Braun not the only one hurt by scandal
Monday, the other shoe dropped. On Braun. On the Brewers. On Major League Baseball. On Brewers fans and everyone who supported Braun. On businesses with which Braun is associated.
How will those who believed in Braun proceed? Will they continue to do business with him and purchase anything with his name? (As I write this, word has come that Braun has lost at least one endorsement as privately owned convenience store, Kwiktrip will no longer use him as a spokesperson.)
To read words on a piece of paper, Braun didn’t actually admit to using PEDs: “I realize now that I have made some mistakes.” But remember, perception is reality to those who buy jerseys, game tickets, baseball cards and other memorabilia.
A reputation sinkhole
Remember Lance Armstrong and his years of performance-enhancing denial? Well, many have paralleled Braun and Armstrong. Talk about a reputation sinkhole. Not only are sports fans comparing these athletes’ dismissal of using performance-enhancing drugs, but they’re attacking their similarities in attitude. They’re calling him arrogant. Braun has not apologized. By reports, he continues to deny.
A PR problem for the long haul
If there was any doubt, Braun has a public relations problem. He will always have one. His reputation is tarnished. For all intents and purposes, unless he tells us differently and somehow proves it, he lied. As one of my peers shared with me and I have said many times, cover-ups — lies – are often worse than the “crime” itself.

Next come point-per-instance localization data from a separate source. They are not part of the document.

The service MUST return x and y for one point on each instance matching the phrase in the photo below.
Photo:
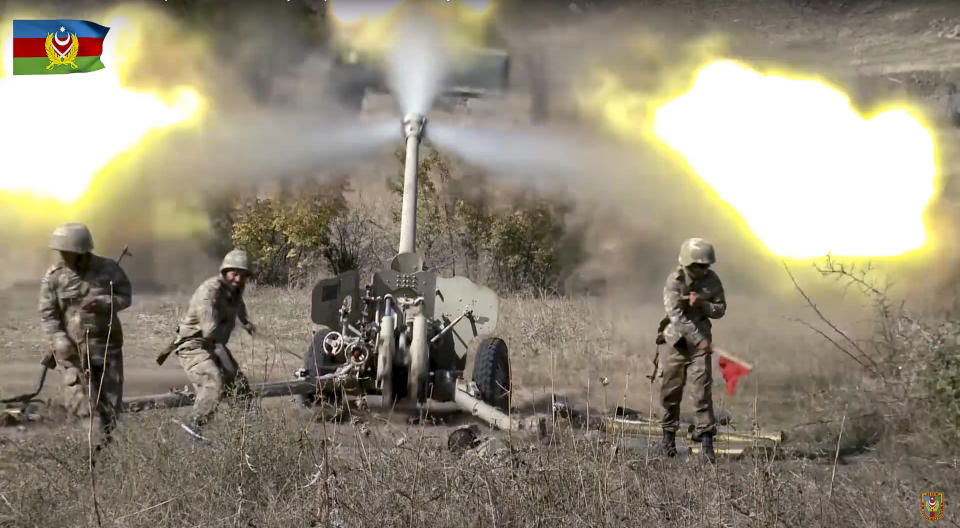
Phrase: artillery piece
(409, 333)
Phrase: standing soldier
(692, 296)
(80, 297)
(202, 337)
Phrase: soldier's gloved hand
(98, 304)
(49, 361)
(64, 349)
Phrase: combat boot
(193, 429)
(669, 444)
(706, 445)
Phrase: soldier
(202, 337)
(692, 296)
(80, 297)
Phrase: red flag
(732, 368)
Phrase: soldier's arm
(51, 319)
(122, 289)
(673, 303)
(242, 313)
(716, 307)
(205, 307)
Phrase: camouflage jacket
(212, 314)
(63, 291)
(692, 322)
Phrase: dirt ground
(877, 50)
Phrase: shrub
(288, 235)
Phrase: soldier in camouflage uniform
(693, 295)
(80, 297)
(202, 337)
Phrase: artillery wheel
(314, 361)
(491, 373)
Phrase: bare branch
(841, 333)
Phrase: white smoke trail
(417, 63)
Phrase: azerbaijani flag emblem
(57, 46)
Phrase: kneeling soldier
(80, 297)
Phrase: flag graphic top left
(57, 46)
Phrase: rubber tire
(315, 350)
(491, 373)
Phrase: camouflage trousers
(678, 361)
(94, 383)
(214, 374)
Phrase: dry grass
(282, 466)
(278, 468)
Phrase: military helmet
(236, 260)
(73, 237)
(696, 251)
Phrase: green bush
(288, 235)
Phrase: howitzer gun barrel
(413, 128)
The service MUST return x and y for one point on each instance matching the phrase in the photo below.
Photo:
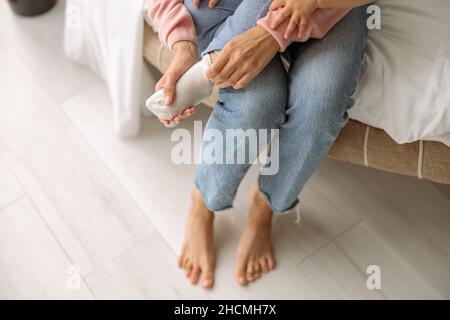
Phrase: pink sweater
(176, 23)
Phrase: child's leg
(215, 27)
(243, 19)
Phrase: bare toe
(207, 278)
(195, 275)
(198, 246)
(241, 274)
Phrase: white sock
(192, 88)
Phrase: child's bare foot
(254, 255)
(197, 256)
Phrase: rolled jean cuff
(278, 211)
(214, 207)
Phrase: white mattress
(404, 87)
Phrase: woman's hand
(185, 56)
(243, 58)
(299, 12)
(211, 3)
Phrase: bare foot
(197, 256)
(254, 255)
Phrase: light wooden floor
(73, 193)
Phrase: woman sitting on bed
(240, 42)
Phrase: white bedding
(404, 87)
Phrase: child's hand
(211, 3)
(298, 11)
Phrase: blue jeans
(308, 103)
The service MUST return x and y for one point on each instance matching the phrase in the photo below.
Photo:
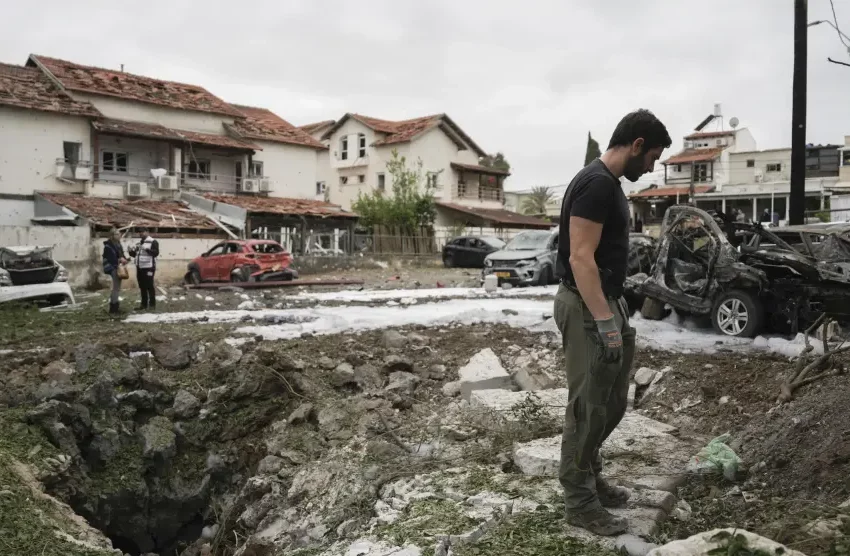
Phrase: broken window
(198, 169)
(72, 152)
(112, 161)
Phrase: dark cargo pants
(598, 395)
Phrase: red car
(242, 261)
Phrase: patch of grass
(423, 520)
(539, 533)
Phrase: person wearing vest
(113, 258)
(145, 254)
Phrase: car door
(208, 265)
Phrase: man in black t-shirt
(592, 316)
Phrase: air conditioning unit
(167, 183)
(137, 189)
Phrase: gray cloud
(528, 78)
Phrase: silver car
(527, 260)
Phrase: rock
(707, 543)
(403, 383)
(343, 375)
(394, 363)
(484, 371)
(158, 440)
(270, 465)
(451, 389)
(633, 545)
(644, 376)
(302, 414)
(176, 354)
(393, 339)
(185, 405)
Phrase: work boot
(599, 522)
(611, 496)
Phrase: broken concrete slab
(483, 372)
(503, 401)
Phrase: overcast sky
(528, 78)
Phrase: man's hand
(612, 340)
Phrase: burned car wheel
(737, 313)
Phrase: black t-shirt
(595, 194)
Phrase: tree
(496, 161)
(537, 200)
(593, 151)
(411, 205)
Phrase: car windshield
(529, 241)
(493, 242)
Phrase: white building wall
(151, 113)
(293, 169)
(30, 143)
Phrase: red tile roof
(29, 88)
(160, 215)
(316, 126)
(264, 125)
(499, 217)
(406, 130)
(709, 134)
(282, 205)
(670, 191)
(694, 155)
(100, 81)
(156, 131)
(480, 169)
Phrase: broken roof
(694, 155)
(500, 217)
(155, 215)
(670, 191)
(101, 81)
(156, 131)
(282, 205)
(261, 124)
(403, 131)
(29, 88)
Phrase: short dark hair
(640, 124)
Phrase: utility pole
(797, 200)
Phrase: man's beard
(634, 168)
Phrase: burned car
(743, 276)
(29, 273)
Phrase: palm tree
(537, 200)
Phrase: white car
(29, 273)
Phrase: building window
(112, 161)
(198, 169)
(343, 148)
(72, 152)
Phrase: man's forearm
(586, 275)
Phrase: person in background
(145, 253)
(113, 257)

Can Braun ever dust himself off and reemerge from the muck under which he buried himself? Maybe. Sort of. I say that, because again, in the eyes of thousands of baseball fans, he is guilty and many say he should never return to the game. Ever.
The public has not heard from Braun other than the crafted MLB statement released Monday. He needs to get in front of a camera and if he has a defense, use it. More importantly, apologize to all of those his actions hurt: the Brewers organization, club management, owner Mark Attanasio, his teammates, fans, the drug-testing specimen collector and yes, his family that he essentially said taught him life lessons. His comments must come from the heart. Unscripted. If he remains quiet, which many PR specialists and attorneys may say he should so that he doesn’t further incriminate himself, he allows the public to further speculate what he actually did. As we’ve learned in the Social Media Era, if you don’t talk, someone will talk for you.
Time to admit wrongdoing is when it’s publicly revealed
The time for squashing a crisis at its onset is long past. Braun should have owned up to his “mistake” in 2011 and 2012. He would have likely been suspended, but he and the Brewers could have already moved past this transgression. Instead, an organization, a fan base and yes, an athlete, is dragging this out longer than it ever should.